Michael is what I would call an "actor's director," and it was such an exciting experience to work with him. He is the type of director who can intuitively sense the potential in actors, and knows how to draw that potential out. My husband Bob has no stage experience (although he and I did once take an acting class with Sarah Imes Borden, and I thought he did quite well.) In a very direct, demanding, but kind way, Michael challenged Bob to find the character within himself, to loosen up, and to deliver some of his lines with confidence to the audience.

I should also say that we were very grateful to have theater veteran Bob Hall in the cast. It is always nice to have a really solid actor that leads the way and whose performance everyone else can latch onto! 

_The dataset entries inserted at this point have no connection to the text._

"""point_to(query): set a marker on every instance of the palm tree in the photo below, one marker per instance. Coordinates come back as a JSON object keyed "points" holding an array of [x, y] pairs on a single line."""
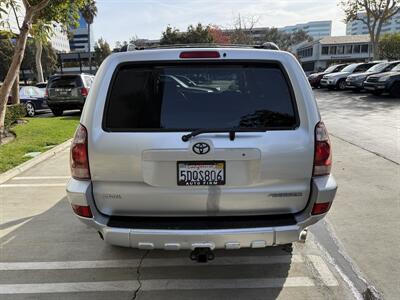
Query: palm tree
{"points": [[89, 11]]}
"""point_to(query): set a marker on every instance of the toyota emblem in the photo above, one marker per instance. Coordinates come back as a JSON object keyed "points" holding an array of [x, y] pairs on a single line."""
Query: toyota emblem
{"points": [[201, 148]]}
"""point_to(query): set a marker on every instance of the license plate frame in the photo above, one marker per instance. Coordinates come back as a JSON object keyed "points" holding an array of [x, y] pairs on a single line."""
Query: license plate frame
{"points": [[199, 166]]}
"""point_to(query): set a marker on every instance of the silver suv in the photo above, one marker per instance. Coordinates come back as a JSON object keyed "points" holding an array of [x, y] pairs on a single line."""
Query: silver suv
{"points": [[237, 158]]}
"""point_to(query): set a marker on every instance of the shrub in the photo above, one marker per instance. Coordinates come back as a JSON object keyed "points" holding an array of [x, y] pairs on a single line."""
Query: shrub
{"points": [[13, 113]]}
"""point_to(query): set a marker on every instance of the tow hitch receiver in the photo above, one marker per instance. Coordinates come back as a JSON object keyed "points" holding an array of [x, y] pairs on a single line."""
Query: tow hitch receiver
{"points": [[202, 255]]}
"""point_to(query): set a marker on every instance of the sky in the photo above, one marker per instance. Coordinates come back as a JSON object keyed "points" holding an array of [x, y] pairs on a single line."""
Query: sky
{"points": [[120, 20]]}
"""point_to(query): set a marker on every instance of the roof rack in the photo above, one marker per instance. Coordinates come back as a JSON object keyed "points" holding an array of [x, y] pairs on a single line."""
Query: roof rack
{"points": [[267, 46]]}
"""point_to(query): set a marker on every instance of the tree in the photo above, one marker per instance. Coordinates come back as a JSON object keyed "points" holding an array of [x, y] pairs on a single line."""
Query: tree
{"points": [[6, 52], [389, 46], [101, 51], [219, 36], [377, 13], [89, 11], [285, 40], [198, 34], [35, 10], [243, 27], [171, 36]]}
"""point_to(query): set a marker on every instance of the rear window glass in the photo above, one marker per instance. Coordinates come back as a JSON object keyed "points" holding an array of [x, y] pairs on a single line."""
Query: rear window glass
{"points": [[66, 82], [188, 97]]}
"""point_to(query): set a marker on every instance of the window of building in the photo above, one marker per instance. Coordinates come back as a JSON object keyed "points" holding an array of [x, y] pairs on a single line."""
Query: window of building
{"points": [[364, 48], [348, 49]]}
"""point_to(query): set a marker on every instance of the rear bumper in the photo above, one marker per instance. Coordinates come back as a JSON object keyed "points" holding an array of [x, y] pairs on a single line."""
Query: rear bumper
{"points": [[328, 83], [66, 104], [375, 86], [323, 190], [354, 84]]}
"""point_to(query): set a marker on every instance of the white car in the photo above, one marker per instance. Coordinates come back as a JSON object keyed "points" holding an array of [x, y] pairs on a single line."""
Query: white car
{"points": [[159, 166]]}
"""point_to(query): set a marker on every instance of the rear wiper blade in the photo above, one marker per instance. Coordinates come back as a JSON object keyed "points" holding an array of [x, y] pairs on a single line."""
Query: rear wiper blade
{"points": [[232, 132]]}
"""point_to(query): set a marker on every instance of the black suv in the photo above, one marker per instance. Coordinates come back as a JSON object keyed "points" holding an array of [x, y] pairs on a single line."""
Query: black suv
{"points": [[385, 82], [68, 91]]}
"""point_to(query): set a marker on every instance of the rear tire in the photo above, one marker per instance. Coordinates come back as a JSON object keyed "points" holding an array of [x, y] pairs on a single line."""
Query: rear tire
{"points": [[395, 90], [57, 111], [341, 85], [30, 110]]}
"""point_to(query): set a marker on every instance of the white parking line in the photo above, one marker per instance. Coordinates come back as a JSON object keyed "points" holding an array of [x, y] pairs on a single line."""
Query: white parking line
{"points": [[154, 285], [32, 185], [149, 262], [40, 177], [69, 287], [325, 274]]}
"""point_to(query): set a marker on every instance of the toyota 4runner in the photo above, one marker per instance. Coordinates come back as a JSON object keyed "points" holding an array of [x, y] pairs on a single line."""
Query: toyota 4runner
{"points": [[237, 158]]}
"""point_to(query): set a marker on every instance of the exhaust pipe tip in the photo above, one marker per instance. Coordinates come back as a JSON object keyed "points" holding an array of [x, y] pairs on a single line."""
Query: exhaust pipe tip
{"points": [[303, 235]]}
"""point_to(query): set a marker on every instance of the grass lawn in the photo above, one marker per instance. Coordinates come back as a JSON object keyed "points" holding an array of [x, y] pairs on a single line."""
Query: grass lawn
{"points": [[35, 136]]}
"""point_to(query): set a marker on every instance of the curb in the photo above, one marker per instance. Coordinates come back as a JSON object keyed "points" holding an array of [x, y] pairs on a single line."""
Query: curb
{"points": [[33, 162]]}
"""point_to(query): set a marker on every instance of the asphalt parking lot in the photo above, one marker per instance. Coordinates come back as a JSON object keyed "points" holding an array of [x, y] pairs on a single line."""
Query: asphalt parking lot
{"points": [[46, 253]]}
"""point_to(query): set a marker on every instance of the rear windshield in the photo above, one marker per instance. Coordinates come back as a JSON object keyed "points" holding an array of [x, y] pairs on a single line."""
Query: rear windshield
{"points": [[65, 82], [193, 96]]}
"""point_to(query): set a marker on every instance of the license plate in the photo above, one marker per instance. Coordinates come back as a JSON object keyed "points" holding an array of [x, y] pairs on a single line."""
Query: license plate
{"points": [[192, 173]]}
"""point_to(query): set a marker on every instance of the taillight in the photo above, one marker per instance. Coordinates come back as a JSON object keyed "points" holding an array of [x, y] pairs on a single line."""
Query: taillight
{"points": [[323, 151], [84, 92], [200, 54], [83, 211], [79, 159], [321, 208]]}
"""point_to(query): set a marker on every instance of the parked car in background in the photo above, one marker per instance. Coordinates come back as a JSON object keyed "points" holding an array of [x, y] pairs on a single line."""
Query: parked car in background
{"points": [[338, 80], [356, 81], [384, 82], [33, 98], [68, 91], [42, 86], [315, 79], [157, 166]]}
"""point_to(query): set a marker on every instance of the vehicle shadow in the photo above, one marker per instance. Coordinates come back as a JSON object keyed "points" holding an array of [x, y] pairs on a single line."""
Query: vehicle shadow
{"points": [[57, 235], [350, 103]]}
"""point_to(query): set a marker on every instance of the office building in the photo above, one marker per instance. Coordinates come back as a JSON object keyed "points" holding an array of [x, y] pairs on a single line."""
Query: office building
{"points": [[318, 55], [58, 39], [358, 27], [80, 39]]}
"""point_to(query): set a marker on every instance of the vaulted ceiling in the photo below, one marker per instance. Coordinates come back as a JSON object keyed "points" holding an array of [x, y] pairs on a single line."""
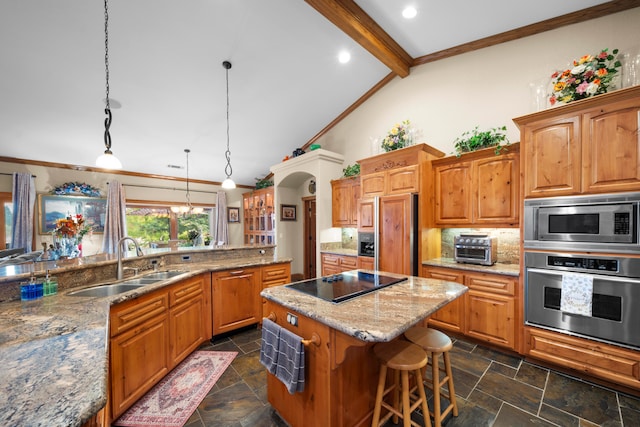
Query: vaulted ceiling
{"points": [[168, 85]]}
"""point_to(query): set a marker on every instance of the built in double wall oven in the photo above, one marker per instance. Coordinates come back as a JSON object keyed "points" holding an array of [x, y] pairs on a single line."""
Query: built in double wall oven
{"points": [[582, 266]]}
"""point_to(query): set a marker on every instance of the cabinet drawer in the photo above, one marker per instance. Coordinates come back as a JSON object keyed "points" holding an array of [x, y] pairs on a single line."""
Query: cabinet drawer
{"points": [[330, 259], [185, 291], [349, 262], [276, 272], [491, 283], [134, 312], [611, 363]]}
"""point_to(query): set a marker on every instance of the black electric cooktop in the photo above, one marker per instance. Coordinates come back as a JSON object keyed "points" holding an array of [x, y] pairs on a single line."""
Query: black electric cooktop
{"points": [[344, 286]]}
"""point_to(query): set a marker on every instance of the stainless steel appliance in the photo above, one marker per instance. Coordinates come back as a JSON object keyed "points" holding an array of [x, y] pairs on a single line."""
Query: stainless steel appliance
{"points": [[396, 234], [366, 244], [600, 223], [346, 285], [616, 291], [475, 249]]}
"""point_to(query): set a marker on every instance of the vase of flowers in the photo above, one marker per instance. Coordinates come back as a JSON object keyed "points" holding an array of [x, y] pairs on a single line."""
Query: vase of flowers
{"points": [[589, 76], [68, 234], [400, 136]]}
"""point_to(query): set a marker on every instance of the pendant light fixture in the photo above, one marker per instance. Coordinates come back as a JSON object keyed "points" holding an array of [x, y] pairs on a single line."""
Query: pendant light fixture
{"points": [[228, 182], [107, 160], [189, 209]]}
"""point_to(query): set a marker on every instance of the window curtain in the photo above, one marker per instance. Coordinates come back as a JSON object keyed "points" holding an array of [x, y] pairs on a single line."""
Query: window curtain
{"points": [[221, 236], [115, 222], [24, 200]]}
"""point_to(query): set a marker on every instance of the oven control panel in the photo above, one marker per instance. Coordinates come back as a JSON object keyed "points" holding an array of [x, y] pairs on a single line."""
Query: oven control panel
{"points": [[584, 263]]}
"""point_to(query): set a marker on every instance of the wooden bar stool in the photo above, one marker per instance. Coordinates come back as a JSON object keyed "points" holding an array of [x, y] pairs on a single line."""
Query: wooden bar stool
{"points": [[403, 357], [435, 343]]}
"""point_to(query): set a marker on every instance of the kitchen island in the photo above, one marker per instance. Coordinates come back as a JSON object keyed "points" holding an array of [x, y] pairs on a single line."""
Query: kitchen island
{"points": [[341, 370], [54, 350]]}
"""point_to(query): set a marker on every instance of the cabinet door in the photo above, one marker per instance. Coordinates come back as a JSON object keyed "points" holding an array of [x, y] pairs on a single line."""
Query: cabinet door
{"points": [[138, 359], [372, 184], [366, 215], [188, 318], [451, 316], [453, 193], [236, 299], [341, 198], [403, 180], [552, 157], [611, 149], [491, 318], [366, 263], [496, 181], [395, 226]]}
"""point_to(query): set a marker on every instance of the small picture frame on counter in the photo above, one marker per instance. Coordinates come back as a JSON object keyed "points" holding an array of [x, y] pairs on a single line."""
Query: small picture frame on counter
{"points": [[287, 212], [233, 215]]}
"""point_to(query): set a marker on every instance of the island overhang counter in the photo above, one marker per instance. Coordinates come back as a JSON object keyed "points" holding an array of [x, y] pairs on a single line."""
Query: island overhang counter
{"points": [[341, 370]]}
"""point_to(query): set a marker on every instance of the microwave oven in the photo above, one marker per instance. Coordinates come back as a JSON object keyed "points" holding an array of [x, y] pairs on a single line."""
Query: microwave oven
{"points": [[607, 222]]}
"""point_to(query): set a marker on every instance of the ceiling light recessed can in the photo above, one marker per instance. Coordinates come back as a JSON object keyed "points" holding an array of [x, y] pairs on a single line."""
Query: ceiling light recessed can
{"points": [[344, 57], [409, 12]]}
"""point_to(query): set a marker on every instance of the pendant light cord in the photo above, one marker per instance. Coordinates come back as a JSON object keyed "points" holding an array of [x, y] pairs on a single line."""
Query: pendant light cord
{"points": [[227, 170], [107, 110]]}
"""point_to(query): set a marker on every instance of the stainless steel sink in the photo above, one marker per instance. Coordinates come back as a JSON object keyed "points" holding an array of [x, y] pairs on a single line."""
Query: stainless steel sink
{"points": [[107, 290], [164, 275]]}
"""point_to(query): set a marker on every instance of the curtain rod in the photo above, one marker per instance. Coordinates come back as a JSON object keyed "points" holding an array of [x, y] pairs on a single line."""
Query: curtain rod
{"points": [[168, 188], [11, 174]]}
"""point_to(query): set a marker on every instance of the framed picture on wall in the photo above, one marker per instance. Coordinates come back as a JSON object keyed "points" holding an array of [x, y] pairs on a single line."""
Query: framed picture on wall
{"points": [[233, 214], [287, 212], [52, 208]]}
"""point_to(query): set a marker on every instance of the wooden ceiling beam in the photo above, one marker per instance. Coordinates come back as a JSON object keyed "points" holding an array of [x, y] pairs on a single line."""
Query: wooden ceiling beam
{"points": [[350, 18]]}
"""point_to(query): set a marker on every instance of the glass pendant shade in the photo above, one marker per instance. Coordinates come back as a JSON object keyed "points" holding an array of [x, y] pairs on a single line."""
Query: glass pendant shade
{"points": [[228, 184], [108, 161]]}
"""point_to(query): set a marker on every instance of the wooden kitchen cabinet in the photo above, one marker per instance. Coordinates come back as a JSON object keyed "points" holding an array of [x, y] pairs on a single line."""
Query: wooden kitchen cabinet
{"points": [[452, 316], [611, 363], [366, 263], [236, 299], [487, 312], [274, 275], [139, 349], [479, 189], [588, 146], [397, 172], [189, 316], [344, 202], [259, 217], [151, 334], [335, 264]]}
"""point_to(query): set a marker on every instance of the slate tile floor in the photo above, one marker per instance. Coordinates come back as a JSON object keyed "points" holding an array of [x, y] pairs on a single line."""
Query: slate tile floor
{"points": [[493, 389]]}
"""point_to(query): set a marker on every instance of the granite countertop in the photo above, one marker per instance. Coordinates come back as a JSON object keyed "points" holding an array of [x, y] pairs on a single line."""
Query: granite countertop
{"points": [[341, 251], [497, 268], [378, 316], [54, 351]]}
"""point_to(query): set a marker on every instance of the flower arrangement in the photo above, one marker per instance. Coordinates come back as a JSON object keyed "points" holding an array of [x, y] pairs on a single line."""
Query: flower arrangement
{"points": [[591, 75], [398, 137], [71, 227]]}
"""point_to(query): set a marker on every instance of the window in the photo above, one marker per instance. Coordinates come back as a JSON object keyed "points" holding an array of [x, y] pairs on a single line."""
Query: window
{"points": [[6, 218], [156, 225]]}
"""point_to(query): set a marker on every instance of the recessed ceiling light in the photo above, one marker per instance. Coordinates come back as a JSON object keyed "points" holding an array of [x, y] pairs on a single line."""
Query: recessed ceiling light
{"points": [[344, 57], [409, 12]]}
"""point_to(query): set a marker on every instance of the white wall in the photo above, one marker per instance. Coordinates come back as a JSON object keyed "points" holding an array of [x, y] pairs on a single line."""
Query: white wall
{"points": [[487, 87]]}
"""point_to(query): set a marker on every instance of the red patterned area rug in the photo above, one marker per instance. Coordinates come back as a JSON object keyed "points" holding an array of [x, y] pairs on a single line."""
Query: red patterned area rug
{"points": [[172, 401]]}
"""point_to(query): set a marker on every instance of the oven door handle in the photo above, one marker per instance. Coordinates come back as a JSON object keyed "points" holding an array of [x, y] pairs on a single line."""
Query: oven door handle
{"points": [[595, 276]]}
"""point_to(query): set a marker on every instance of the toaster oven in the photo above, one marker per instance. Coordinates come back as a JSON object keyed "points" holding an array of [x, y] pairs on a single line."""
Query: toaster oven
{"points": [[475, 249]]}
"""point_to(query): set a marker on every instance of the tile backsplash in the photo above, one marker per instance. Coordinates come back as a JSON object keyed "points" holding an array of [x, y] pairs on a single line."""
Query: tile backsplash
{"points": [[508, 242]]}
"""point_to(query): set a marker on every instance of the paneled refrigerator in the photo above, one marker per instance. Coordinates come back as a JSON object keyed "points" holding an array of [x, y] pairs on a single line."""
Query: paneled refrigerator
{"points": [[392, 222]]}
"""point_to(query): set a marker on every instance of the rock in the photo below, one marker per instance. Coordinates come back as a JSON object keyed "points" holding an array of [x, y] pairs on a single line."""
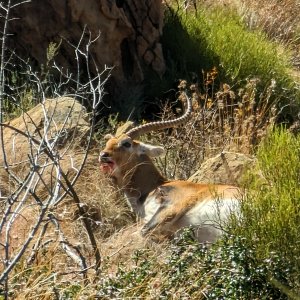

We moved into the big conference hall for one last run through, which brings us to the last minute light checks and other technical scuffling about. After very moving speeches by Charlene A. Donaghy, Robin's playwriting mentor, and by Robin herself, we launched into the performance. Although the play examines serious themes of life and death, there is a great deal of comedy in it, and the very engaged and appreciative audience laughed throughout. We received wonderful comments afterwards, as did Robin for her writing, and we all retired to the Timber Dining Room for a well-
deserved meal. (By the way, I also had a chocolate martini and my husband had a Guinness.)

An epilogue:

A few days after the staged reading, I was hanging up the slacks I wore that day. (In order to tell this story, I have to reveal a bit about my housekeeping habits.) Out of the pocket of the slacks fell a '63 Corvette. OK, that sounds weird, so let me back up again with a spoiler alert. At some point during the play, Bob Hall's character, Larry, pulls a toy '63 Corvette out of his pocket. My character, Andi, takes the car and plays with it for a while. I needed to get the car out of my hands, and it seemed natural to put it in my own pocket. Each time we ran through the play, I handed the car to Bob Hall to put into his pocket, but of course, after the performance, we ate dinner instead. I sent the car to Robin, and she will take it to Minneapolis for the reading there. That little '63 Corvette sure gets around!

Reading through the script. Left to Right: Bob Hall, Paula Ray, Brigid Amos, and Bob Graybosch.